Wednesday, July 30, 2014

A bit about stack and slash

Buggy Barn quilts are well known for their use of the stack and slash technique.  Their designs are wonderful, often complex, need careful fabric planning and layout management, but are on the whole easy to piece and well worth the effort.  Their cat quilt is a great example.

This fabric had pineapples on it... but don't they look like ticks?
 These designs come with a paper cutting layout which you trace onto freezer paper.  Your fat quarter sized fabrics are stacked, faceup, in the order you want, with the freezer paper template ironed to the top fabric.  Then it's a matter of following the numbers, slicing through the layers of fabric to create smaller and smaller shapes (very similar effect to paper pieced blocks).  The next trick is to restack the piles so that the different design elements appear... in this case, the cat appeared - complete with stripes, nose, cat body/head and background.  In this example, each block uses four different fabrics.  The initial stack layers determines which fabrics appear in each block - and it's important to layer your fabrics so that you get good contrast between the elements.  Make sense?

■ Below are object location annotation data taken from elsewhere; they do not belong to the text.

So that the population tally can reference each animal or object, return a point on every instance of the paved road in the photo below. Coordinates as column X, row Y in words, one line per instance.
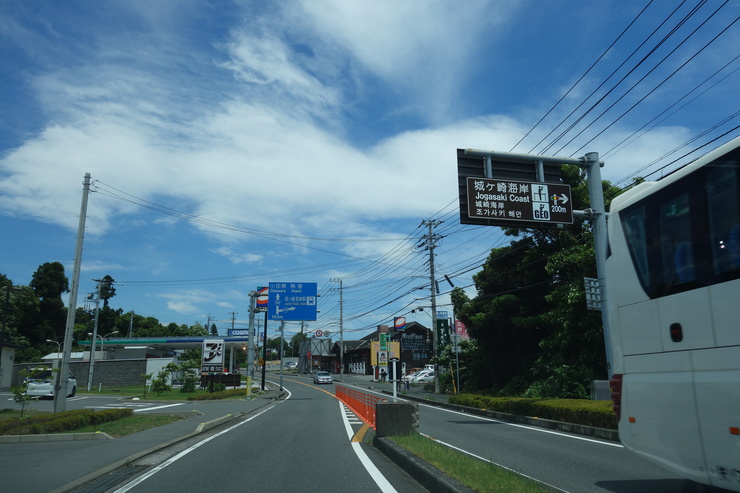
column 563, row 461
column 308, row 436
column 302, row 442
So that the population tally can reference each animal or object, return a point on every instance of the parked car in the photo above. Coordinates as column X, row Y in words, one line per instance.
column 322, row 377
column 41, row 384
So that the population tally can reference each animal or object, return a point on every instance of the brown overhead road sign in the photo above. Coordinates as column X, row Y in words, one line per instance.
column 509, row 200
column 521, row 191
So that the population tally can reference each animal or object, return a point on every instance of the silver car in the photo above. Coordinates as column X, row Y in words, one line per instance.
column 41, row 384
column 322, row 377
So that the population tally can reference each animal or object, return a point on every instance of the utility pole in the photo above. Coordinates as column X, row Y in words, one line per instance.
column 60, row 388
column 231, row 348
column 282, row 348
column 91, row 367
column 341, row 330
column 431, row 242
column 250, row 343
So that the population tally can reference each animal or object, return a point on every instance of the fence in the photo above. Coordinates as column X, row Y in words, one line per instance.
column 361, row 404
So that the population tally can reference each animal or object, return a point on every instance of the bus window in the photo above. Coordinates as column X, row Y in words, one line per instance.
column 724, row 219
column 676, row 246
column 634, row 227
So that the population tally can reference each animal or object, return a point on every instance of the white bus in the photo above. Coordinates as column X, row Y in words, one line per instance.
column 673, row 302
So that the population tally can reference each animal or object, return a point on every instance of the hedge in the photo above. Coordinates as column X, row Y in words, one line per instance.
column 60, row 422
column 579, row 411
column 224, row 394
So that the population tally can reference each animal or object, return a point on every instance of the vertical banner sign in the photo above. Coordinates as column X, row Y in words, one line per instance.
column 383, row 353
column 443, row 332
column 213, row 356
column 262, row 297
column 461, row 330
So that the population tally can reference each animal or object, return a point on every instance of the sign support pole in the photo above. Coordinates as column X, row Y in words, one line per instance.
column 598, row 223
column 264, row 354
column 250, row 342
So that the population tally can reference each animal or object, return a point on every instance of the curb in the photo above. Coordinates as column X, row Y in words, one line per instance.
column 424, row 473
column 55, row 437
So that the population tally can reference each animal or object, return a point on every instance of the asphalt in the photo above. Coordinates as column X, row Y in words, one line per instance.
column 94, row 460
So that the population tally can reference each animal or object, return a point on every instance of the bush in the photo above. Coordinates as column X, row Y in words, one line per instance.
column 61, row 422
column 225, row 394
column 578, row 411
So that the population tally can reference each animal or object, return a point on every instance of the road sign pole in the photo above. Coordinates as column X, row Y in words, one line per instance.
column 598, row 223
column 264, row 354
column 250, row 342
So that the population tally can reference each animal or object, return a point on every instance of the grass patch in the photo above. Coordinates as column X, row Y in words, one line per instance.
column 479, row 475
column 130, row 424
column 117, row 428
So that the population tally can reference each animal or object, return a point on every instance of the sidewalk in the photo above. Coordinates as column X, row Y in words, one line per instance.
column 69, row 464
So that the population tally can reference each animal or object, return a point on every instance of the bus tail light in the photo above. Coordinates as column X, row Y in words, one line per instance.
column 615, row 388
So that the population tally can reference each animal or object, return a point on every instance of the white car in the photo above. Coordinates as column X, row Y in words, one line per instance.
column 42, row 384
column 322, row 377
column 427, row 377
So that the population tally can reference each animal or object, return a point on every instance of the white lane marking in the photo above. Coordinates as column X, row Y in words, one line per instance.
column 494, row 463
column 384, row 485
column 159, row 407
column 185, row 452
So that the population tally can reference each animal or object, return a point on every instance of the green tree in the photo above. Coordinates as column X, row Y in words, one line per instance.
column 532, row 331
column 49, row 283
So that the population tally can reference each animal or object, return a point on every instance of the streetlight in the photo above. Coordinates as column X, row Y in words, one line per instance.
column 92, row 360
column 59, row 345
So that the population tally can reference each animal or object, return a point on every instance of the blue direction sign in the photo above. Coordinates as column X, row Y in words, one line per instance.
column 292, row 301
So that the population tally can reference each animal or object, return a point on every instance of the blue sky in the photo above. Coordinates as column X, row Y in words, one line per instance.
column 236, row 143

Now onto the There's a Square in There Pattern.  This uses much the same technique only much much simpler.  There is no intense layering and no paper template.  Instead, there are four different diagrams for the irregular log cabin blocks, each of which require four fabrics - two pattern and two plain.  The squares of fabrics are layered in order, face up, alternating plain and patterned fabrics.  The diagram describes the order of the cuts in black, with the size of the cut in blue.

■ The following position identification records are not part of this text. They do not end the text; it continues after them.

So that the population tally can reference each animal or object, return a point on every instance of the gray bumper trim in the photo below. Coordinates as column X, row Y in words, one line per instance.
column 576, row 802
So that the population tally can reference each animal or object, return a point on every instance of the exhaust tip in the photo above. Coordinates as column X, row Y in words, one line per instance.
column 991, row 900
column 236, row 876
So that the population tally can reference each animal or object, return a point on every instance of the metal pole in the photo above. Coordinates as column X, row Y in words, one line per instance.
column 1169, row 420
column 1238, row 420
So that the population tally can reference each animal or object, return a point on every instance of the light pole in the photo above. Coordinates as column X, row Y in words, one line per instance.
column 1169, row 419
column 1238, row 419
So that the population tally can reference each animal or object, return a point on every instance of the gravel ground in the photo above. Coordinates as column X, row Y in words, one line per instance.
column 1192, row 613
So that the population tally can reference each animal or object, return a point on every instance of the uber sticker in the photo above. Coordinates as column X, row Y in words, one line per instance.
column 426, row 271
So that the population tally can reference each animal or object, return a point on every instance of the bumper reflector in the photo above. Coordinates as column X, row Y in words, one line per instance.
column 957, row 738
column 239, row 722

In case you're wondering, I don't think this was the diagram I was following for the block cutting illustrated... and I may or may not have made a mistake with the cutting... however, the instructions also say that it is quite OK to make your own decisions about cutting... there is no right or wrong.

Here's my pile after the first round of cuts (the first cut is shown along the bottom).


Then I made the second round of cuts and reshuffled the second round, moving the top fabric to the bottom of the pile to reveal the orange logs. 


Then the last round of cuts... the third round stays plain, but if I left the pile without shuffling it, then when I got to the patterned fabrics, I would end up with two rounds matching, so I shifted two layers of fabric to the bottom of the pile, and a reshuffle for the centre rectangle, bringing the bottom fabric up to the top.

It helps to keep it laid out in order.  No wind, kids, cats or husbands tidying please.

Now we're ready to start piecing.  It's a matter of attaching the rounds in the opposite order to how they were cut.

The first piece matches perfectly...

But when you go to attach this unit to the next log, there is a bit of a size difference - the seam allowances.  This is how the technique works... you will need to trim.

 I sew the logs on first,

See the overhang on the left?

 then trim the overhang off later.


And once that log has been opened out, we can see that the mismatch continues, the next log will be too long... and in fact, every piece will need to be trimmed down.  Once you get your head around that, it is smooth sailing.


Because I decided to add in an alternate fabric every now and then, I swapped the plain piece I had already cut, and added the text instead.


And my four blocks from this pile, all with their first rounds added.


Round two will continue tomorrow.

So, have you ever made a stack and slash quilt?  Did you enjoy it?

4 comments:

Raewyn said...

I have made a couple of BB ones and enjoyed them once I got the hang of that overhang thing! Yours' looked like it was going together nicely the other day :-) It would be a good one to start on perhaps to get the hang of it all!

Susan said...

I remember making stack and slash blocks once, but I am not sure what came of them?? I hope I am not awake all night wondering!

Cille said...

No reason to fear a tidying up husband in this house... Hrmf ;) it looks like an interesting techniques though.

Charlotte Scott said...

Nope, that's one thing I've never done. But it's not because I don't like them, just too many quilts and not enough time.
PS. Where did you find the Husband that tidies?